La colère gronde dans les couloirs de l’Université de Saint-Gall (HSG), spécialisée dans l’économie et le droit. Des soucis d’argent public motivent des manifestations de centaines d’étudiants dans les rues de la ville. «HSG, tu corresponds bientôt à ton cliché», menace une pancarte. Le cliché? Celui d’une université élitiste.

Début mai, le gouvernement saint-gallois a fait part de son intention de hausser les taxes d’inscription pour faire face à un déficit structurel notamment dû à des revenus fiscaux à la baisse. Le programme d’économie atteint dans son ensemble 200 millions de francs, et tous les secteurs sont concernés, explique Esther Friedli, secrétaire générale du Département de l’instruction publique. «Ces mesures touchent les étudiants dont le temps d’étude se prolonge, et ceux venus de l’étranger.»

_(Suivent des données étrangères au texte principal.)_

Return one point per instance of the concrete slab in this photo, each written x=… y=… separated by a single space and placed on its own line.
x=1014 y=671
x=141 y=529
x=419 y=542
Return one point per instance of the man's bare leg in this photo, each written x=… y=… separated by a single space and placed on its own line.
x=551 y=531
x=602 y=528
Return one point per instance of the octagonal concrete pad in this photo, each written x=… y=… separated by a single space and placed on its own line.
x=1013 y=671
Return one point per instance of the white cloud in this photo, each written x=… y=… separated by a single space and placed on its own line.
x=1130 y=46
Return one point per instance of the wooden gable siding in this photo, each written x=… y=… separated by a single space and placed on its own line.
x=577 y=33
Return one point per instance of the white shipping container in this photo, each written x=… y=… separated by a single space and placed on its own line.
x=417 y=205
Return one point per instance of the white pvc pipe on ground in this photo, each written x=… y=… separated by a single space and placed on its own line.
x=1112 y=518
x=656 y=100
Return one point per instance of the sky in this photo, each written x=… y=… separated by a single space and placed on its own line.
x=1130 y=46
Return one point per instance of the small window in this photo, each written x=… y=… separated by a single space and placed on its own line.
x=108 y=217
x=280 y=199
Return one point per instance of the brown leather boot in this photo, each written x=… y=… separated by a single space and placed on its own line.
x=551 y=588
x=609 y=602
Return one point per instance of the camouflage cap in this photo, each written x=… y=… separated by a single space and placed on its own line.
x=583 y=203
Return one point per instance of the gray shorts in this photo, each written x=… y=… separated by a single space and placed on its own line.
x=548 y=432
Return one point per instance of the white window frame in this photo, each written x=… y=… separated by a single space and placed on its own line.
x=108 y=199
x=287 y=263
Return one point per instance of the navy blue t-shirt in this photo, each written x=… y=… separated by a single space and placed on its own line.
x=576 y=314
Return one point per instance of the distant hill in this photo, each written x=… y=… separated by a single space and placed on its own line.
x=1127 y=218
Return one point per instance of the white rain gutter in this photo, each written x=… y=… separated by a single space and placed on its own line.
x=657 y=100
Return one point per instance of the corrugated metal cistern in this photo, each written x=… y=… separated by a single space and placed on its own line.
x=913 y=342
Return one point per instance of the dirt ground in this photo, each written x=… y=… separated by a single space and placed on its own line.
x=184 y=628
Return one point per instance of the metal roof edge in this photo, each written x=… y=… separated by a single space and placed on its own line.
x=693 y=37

A partir de 2014, la hausse pourrait être de 800 francs par an pour les étudiants en master, de 4800 francs pour ceux qui prolongent leur séjour sur les bancs et de 3000 francs pour les étrangers. Actuellement, un étudiant suisse débourse 2000 francs par an pour s’inscrire; un étranger, 3800 francs. La direction de l’Université se dit «compréhensive» face aux besoins d’économie du canton. Elle prévient pourtant: cette éventuelle nouvelle hausse de taxes – une autre vient d’entrer en vigueur – mène à un niveau de cherté qui ne «devrait pas être dépassé», au risque de l’apparition d’une sélection non plus en fonction du talent, mais du porte-monnaie. «Cela nuirait à la culture de notre université.» L’avis du parlement est attendu en juin.

Un gros employeur

La HSG, où sont inscrits 7126 étudiants, rapporte chaque année 193 millions de francs à l’agglomération, selon une étude réalisée par ses soins. Avec 2223 employés, l’Université appartient au club des dix principaux employeurs du canton. Le succès de son modèle d’affaires repose notamment sur son rayonnement international, souligne le recteur, Thomas Bieger. L’Etat verse chaque année 38 millions à la HSG, ce qui représente 20% du budget de l’institution, en grande partie autofinancée.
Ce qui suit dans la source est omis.